Summer 2007 – Continued Excavation of a Wooden Causeway on Beccles Marshes, dating from
the Iron Age. Member Keith Davies visited the dig and collected the following information.

In 2006, ancient wooden stakes were discovered on Beccles Marshes during flood alleviation works adjacent to the River Waveney. This discovery led to excavations funded by BESL and carried out by a collaborative team from the University of Birmingham and Suffolk County Council to obtain as much information as possible from the threatened archaeological remains.

Work has continued in 2007 and the results have identified the site as a prehistoric stake causeway that has been preserved in the peat of Beccles Marshes for over 2000 years. This rare find may be of international importance and several archaeological questions remain. The public was invited to meet the team at the dig at the end of July.

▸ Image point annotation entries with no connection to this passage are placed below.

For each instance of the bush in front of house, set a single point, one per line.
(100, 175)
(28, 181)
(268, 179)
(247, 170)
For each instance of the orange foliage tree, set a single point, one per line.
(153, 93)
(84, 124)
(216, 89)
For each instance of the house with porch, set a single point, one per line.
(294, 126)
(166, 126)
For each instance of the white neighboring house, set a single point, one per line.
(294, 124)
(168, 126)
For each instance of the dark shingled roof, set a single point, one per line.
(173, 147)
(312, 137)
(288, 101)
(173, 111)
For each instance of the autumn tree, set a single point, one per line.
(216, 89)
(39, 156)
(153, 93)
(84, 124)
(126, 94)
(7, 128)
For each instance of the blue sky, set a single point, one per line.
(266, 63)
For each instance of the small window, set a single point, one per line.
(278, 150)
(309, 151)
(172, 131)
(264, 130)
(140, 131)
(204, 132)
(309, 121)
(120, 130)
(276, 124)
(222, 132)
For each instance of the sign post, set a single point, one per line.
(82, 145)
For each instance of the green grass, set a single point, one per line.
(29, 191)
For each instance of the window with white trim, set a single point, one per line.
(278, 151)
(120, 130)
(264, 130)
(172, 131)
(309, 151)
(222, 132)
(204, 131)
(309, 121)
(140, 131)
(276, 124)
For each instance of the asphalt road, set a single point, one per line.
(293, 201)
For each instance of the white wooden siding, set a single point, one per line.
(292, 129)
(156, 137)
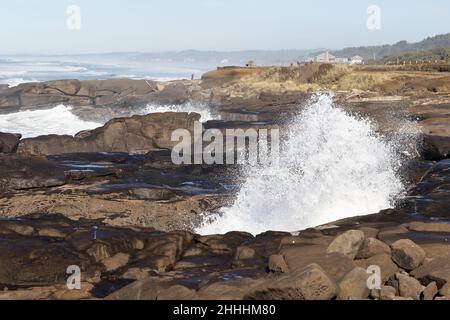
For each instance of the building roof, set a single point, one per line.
(326, 56)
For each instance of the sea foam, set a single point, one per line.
(334, 165)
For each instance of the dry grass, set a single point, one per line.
(329, 77)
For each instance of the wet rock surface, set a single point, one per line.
(111, 202)
(143, 263)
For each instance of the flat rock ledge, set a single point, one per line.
(379, 260)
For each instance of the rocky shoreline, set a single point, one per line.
(110, 201)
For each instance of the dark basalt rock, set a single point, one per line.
(28, 172)
(9, 142)
(435, 148)
(138, 134)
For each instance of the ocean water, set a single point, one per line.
(56, 120)
(15, 70)
(334, 166)
(61, 120)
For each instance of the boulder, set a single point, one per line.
(428, 227)
(370, 232)
(438, 270)
(354, 285)
(229, 290)
(116, 262)
(336, 265)
(407, 255)
(177, 292)
(430, 291)
(137, 134)
(244, 253)
(371, 247)
(387, 266)
(145, 289)
(310, 283)
(277, 264)
(9, 142)
(408, 286)
(387, 293)
(435, 148)
(347, 243)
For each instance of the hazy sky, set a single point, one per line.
(40, 26)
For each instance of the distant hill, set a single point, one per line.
(401, 47)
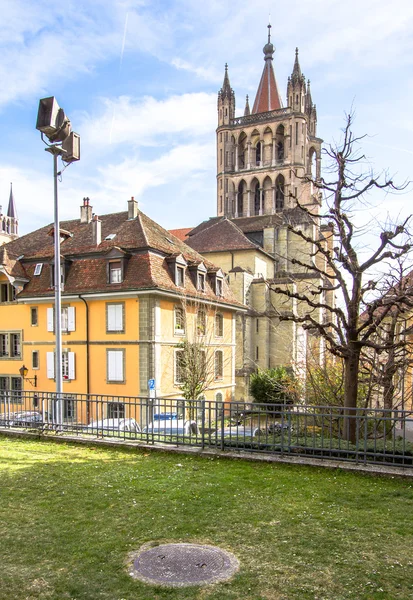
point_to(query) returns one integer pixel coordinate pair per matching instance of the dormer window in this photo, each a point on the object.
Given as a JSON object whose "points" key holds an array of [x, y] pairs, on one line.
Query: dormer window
{"points": [[38, 269], [180, 276], [200, 282], [115, 271]]}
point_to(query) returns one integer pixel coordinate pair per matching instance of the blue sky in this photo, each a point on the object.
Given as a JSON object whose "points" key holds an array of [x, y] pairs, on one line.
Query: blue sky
{"points": [[139, 81]]}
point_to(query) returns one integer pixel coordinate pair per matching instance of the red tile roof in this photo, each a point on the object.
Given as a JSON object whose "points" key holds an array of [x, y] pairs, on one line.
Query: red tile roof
{"points": [[181, 234], [268, 97], [145, 244]]}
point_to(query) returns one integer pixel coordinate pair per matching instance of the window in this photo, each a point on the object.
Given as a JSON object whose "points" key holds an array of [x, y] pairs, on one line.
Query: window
{"points": [[35, 359], [34, 316], [68, 365], [68, 322], [179, 320], [38, 269], [115, 366], [219, 364], [7, 292], [201, 322], [115, 322], [10, 345], [200, 282], [69, 409], [179, 374], [11, 389], [116, 410], [115, 272], [219, 325], [180, 276]]}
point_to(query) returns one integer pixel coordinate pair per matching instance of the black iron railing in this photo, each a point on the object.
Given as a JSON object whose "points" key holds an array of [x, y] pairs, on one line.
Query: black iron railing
{"points": [[376, 436]]}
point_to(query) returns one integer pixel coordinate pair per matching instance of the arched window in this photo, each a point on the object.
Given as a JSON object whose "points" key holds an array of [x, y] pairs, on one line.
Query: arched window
{"points": [[240, 199], [279, 193], [258, 154], [257, 200]]}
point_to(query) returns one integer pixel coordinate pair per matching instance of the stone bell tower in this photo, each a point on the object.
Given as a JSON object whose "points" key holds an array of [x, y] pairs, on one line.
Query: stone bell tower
{"points": [[264, 155], [9, 225]]}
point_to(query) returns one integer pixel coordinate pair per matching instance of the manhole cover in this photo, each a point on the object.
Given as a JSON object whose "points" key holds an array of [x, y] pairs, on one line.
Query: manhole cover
{"points": [[179, 565]]}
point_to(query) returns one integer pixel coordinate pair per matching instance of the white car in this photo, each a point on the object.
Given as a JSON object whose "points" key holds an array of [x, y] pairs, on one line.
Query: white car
{"points": [[113, 425], [172, 427]]}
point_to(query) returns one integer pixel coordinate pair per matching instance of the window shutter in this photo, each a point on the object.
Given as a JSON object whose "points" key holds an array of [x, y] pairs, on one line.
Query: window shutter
{"points": [[50, 364], [111, 318], [118, 317], [71, 324], [50, 319], [71, 356], [115, 365]]}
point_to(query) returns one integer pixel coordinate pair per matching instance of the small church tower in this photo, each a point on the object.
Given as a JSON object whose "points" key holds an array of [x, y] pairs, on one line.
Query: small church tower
{"points": [[264, 156], [9, 225]]}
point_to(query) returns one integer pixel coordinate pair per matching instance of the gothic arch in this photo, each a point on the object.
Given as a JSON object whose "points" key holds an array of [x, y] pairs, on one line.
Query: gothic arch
{"points": [[241, 197], [280, 143], [279, 193], [267, 201], [255, 197]]}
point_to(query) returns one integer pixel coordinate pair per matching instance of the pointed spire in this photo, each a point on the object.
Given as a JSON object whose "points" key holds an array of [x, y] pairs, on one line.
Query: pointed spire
{"points": [[11, 211], [297, 76], [226, 86], [247, 107], [267, 97]]}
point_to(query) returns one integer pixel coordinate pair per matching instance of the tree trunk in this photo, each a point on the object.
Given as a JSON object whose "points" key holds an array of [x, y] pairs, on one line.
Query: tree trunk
{"points": [[351, 368]]}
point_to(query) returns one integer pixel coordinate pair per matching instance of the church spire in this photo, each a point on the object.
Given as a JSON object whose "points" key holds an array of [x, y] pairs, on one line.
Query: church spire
{"points": [[226, 90], [11, 211], [267, 97], [247, 107]]}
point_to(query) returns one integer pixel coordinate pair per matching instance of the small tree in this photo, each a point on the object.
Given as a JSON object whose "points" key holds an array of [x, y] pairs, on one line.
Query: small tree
{"points": [[274, 386]]}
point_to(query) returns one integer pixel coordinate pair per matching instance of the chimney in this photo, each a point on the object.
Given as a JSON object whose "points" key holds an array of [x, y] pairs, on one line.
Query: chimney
{"points": [[86, 211], [132, 208], [96, 230]]}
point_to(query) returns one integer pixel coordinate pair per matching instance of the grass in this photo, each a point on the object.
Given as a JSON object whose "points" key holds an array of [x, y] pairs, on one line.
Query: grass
{"points": [[69, 516]]}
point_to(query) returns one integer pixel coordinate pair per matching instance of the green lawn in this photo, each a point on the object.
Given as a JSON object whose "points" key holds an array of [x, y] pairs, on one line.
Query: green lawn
{"points": [[69, 516]]}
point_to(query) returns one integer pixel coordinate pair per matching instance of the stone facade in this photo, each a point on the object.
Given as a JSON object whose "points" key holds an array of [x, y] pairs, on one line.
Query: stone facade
{"points": [[263, 159]]}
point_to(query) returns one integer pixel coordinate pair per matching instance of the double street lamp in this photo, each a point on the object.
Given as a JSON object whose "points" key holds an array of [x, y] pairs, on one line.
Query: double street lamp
{"points": [[54, 124]]}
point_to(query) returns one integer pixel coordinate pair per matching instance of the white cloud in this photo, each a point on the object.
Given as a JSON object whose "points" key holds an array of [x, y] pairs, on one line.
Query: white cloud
{"points": [[148, 121]]}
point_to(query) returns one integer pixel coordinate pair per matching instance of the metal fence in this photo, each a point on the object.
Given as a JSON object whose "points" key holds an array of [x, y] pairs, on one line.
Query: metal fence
{"points": [[375, 436]]}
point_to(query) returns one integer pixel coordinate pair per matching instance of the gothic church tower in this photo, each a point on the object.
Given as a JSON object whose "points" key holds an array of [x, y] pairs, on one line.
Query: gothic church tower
{"points": [[263, 156], [9, 225]]}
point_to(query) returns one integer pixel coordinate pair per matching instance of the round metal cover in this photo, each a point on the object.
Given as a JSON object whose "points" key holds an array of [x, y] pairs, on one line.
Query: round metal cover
{"points": [[179, 565]]}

The principal feature is a triple line of stakes that has been traced for 100 m. The projected alignment extends towards the Waveney to the north and the Morrisons Supermarket to the south – a distance of over a kilometre. The large oak stakes were sharpened to "pencil" points using iron axes before being driven into the peat. Some are over 1.5 m long and 30 cm in diameter and their preservation is such that every axe mark and carpentry detail is visible.

It is likely that the site was built over many years and repaired/extended at times. Dendrochronology tells us part of the alignment was constructed in spring 75 BC – the late Iron Age – but the initial work may have started several centuries earlier. Pottery fragments show the site was used well into the Roman period before it was enveloped by the marsh. Several smaller trackways have also been found, constructed of brushwood and planking, perhaps related to continued use of the site over time and allowing access across particularly wet areas of the peat.

Stake alignments, although rare, are known from other Iron Age sites in Britain. They probably had multiple uses, including religious and monumental, besides the obvious routeway function of this example that linked the dryland of Beccles to the estuarine landscape of the northern River Waveney. Further information is being gathered on how long the site was used, its exact purpose, and on variations in its construction. Details of the site will be posted on the website: www.ba-env.bham.ac.uk




These pictures show how the large oak stakes were inserted in three vertical rows, with three horizontal layers making the bed of the causeway. First, cross poles were set into notches cut into the main stakes (see below left); then several supports were overlaid in the direction of the causeway, and finally a crossways layer of brushwood topping added to form the footway.